Originally developed by Masters and Johnson, sensate focus is an exercise often used in sex therapy. It asks couples (or individuals) to:

  • Spend time touching each other (or self-touch) without trying for arousal or orgasm.
  • Focus on sensation alone—temperature, texture, pressure.
  • Notice and redirect the mind when distracted by insecurity or self-criticism.

This practice reduces anxiety and helps rewire the brain for pleasure, not performance.

Actionable Mindfulness Techniques to Try

  1. 3-Minute Breathing Space:

    • Set a timer for three minutes.

    • Sit or lie comfortably.

    • Notice your breath: Where do you feel it? Is it fast, slow, deep, shallow?

    • When distracted, gently guide attention back to the breath.


    Try this before sexual activity to calm anxious thoughts.


  2. Pleasure Mapping:
    • Alone or with a partner, explore gentle, non-genital touch (arm, neck, back).
    • Pay close attention to each sensation—temperature, pressure, texture.
    • Rate how it feels: neutral, pleasant, or not for you.
    • No judgement—everything is information.
  3. Mindful Self-Compassion Practice:

    If critical thoughts arise (“I’m bad at this,” “I’ll fail again”), silently say:


    “This is a common struggle. I am learning. I can be kind to myself.”


    Try using a gentle tone; even a single kind phrase can start to change your experience.
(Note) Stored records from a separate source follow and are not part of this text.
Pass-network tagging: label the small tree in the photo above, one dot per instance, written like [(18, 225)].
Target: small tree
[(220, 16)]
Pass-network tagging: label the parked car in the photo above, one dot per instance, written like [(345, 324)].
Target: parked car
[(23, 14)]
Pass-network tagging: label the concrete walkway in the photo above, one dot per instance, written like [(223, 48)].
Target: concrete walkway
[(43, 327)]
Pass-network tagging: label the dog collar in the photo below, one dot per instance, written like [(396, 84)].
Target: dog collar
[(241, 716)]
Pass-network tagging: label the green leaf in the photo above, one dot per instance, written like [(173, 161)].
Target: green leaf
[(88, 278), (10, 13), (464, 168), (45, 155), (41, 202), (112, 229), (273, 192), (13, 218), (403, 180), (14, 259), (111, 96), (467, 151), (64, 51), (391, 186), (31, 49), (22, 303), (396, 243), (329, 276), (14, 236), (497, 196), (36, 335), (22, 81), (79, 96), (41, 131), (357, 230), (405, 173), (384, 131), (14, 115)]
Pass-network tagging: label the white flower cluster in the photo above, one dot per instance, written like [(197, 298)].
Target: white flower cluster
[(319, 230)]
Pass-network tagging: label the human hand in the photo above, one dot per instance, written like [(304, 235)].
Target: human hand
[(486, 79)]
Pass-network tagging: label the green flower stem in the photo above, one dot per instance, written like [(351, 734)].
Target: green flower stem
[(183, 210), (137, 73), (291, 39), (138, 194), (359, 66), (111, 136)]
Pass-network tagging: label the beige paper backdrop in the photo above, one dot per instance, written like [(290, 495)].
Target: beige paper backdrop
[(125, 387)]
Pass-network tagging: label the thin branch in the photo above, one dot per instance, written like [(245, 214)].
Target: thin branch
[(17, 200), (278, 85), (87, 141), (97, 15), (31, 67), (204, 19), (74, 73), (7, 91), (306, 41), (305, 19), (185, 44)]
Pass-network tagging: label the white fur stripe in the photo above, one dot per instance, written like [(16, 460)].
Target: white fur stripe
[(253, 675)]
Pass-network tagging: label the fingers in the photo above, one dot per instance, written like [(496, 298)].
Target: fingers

When to Seek Mindfulness-Based Sex Therapy

  • When anxiety, pain, or negative beliefs interfere with pleasure or desire.
  • When past trauma or shame makes the body feel unsafe or unapproachable.
  • When other approaches haven’t helped.
  • When you want to explore new tools for intimacy with yourself or a partner.

Look for therapists trained in mindfulness and sex therapy—many COSRT, BACP, and UKCP-accredited professionals in the UK offer this approach.

Real Stories

Harriet, 38:

Years of painful sex left Harriet disconnected from her body. Mindfulness-based therapy allowed her to recognise and soothe tension, differentiate between pain and anxiety, and slowly return to enjoyable intimacy with her partner.

Omar, 62:

Omar’s ED left him anxious and withdrawn. Practicing a daily mindful breathing routine helped him reduce pressure, and he and his partner enjoyed sensual massage without expectations, which improved both arousal and connection.

Further Resources

Conclusion

Mindfulness is not a cure-all, but it’s a gentle and effective tool for breaking cycles of shame, anxiety, and disconnection around sex. With patience, self-compassion, and the right therapeutic support, mindfulness can help you rediscover personal and partnered pleasure—on your own terms.

References

  • Brotto, L.A., et al. (2016). Mindfulness and sexual wellbeing: The science and the practice. Sexual and Relationship Therapy, 31(2): 168–178.
  • Bossio, J.A., et al. (2018). Mindfulness and sexual arousal in men. The Journal of Sexual Medicine, 15(7): 1012–1022.
  • Rellini, A.H., et al. (2012). Mindfulness and sexual functioning in women. Journal of Sex Research, 49(7): 747–757.
  • Mitchell KR, Mercer CH, Ploubidis GB, et al. (2013). Sexual function in Britain: Natsal-3. The Lancet, 382(9907): 1817–1829.